Trump warns ‘a whole civilization will die tonight’ unless Iran makes deal | Donald Trump


Donald Trump on Tuesday morning threatened to completely annihilate the entirety of Iranian civilization should their government ignore his 8pm ET deadline to reopen the strait of Hormuz.

“A whole civilization will die tonight, never to be brought back again,” the US president posted on Truth Social about the country with more than 90 million people. “I don’t want that to happen, but it probably will.”

Trump followed with a reference to “complete and total regime change” and signed off with “God Bless the Great People of Iran”, making a formulation that suggested the destruction of the state and the benediction of its people were in his telling, compatible.

“47 years of extortion, corruption, and death, will finally end,” he wrote, referencing the Islamic regimes takeover of the country in 1979. “We will find out tonight, one of the most important moments in the long and complex history of the World.”

Trump’s own words, posted publicly and tied to a specific deadline and set of demands, provide unusually direct evidence of intent to violate international law.

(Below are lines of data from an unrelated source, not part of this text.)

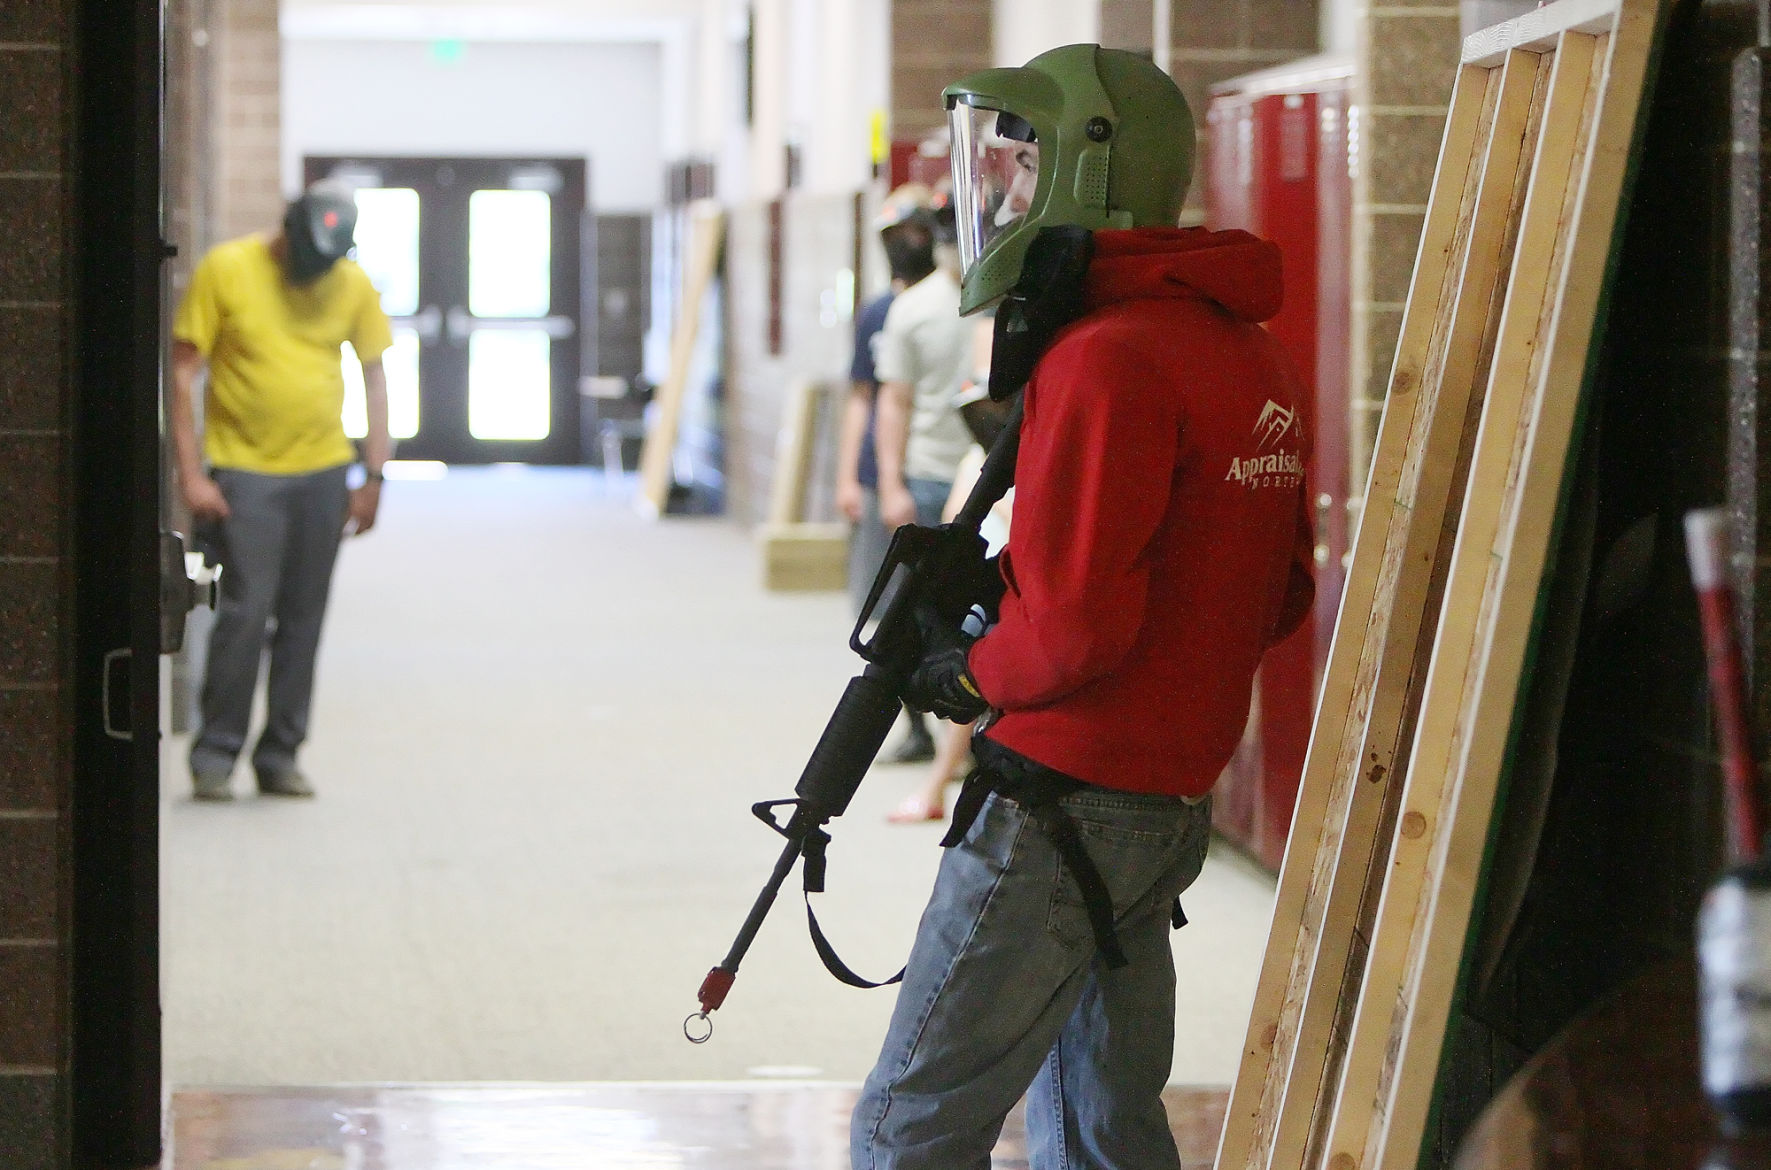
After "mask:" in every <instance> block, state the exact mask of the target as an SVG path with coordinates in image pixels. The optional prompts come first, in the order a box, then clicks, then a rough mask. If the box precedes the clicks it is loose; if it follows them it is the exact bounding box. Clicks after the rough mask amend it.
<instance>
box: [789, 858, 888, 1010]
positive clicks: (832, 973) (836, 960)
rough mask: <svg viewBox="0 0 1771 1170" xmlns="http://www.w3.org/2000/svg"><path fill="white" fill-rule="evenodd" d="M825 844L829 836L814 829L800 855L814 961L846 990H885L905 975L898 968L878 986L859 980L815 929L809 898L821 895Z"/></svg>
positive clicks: (823, 882)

Neither the US nor Iran is a member of the international criminal court, meaning no formal ICC jurisdiction applies. The more immediate legal framework is the Geneva conventions of 1949 onwards, which both countries have ratified. Article 33 of the Fourth Convention explicitly prohibits collective punishment of a civilian population. Article 54 of Additional Protocol I – whose core principles are binding as customary international law even on states, like the US and Iran, that never ratified it – prohibits attacks on infrastructure indispensable to civilian survival, with only a narrow exception for objects used exclusively to sustain enemy armed forces.

The US has itself acknowledged this customary obligation, though the position came under the Biden administration in 2024. In one formal UN submission, Washington said it treats the fundamental protections of Additional Protocol I as legally binding even without ratification.

The Truth Social post came the morning after a chaotic White House press conference in which Trump voiced his threats to reporters. “The entire country could be taken out in one night,” he told reporters on Monday, “and that night might be tomorrow night.”

When a reporter noted that deliberate attacks on civilian infrastructure violate the Geneva conventions, Trump did not dispute the point. “I hope I don’t have to do it,” he said, then pivoted: “Forty-seven years they’ve been negotiating with these people. They’re great negotiators, and because they’re not going to have a nuclear weapon.” Asked whether the war was winding down or escalating, he said only: “I can’t tell you.” Asked about a ceasefire, he said: “I can’t talk about the ceasefire.”

He reiterated the 8pm ET Tuesday deadline for Iran to reopen the strait or face strikes on energy infrastructure and bridges. Iran’s Islamic Revolutionary Guard navy for their part said on Monday that the strait of Hormuz “will never return to its previous state” for the US and its allies.

Trump also claimed, without providing evidence, that US intelligence had intercepted communications from Iranian civilians near active bombing sites urging American forces to continue. “Please keep bombing,” he quoted the alleged intercepts as saying. He dismissed concerns that destroying power and water infrastructure would harm ordinary Iranians, insisting they would willingly endure such losses for the chance at regime change.

The military campaign is being followed by Trump’s $1.5tn Pentagon budget request, submitted last week alongside sweeping cuts to domestic programs.

The rhetorical escalation of recent days also sits alongside a pattern of contradictions. Trump said in recent weeks that the US had no strategic need for the strait of Hormuz; days later he made its reopening the central condition of his ultimatum to Tehran. He claimed total dominance of Iranian airspace even as a US fighter jet was shot down over the country.

And he declared the war won, but now threatens its most destructive phase yet.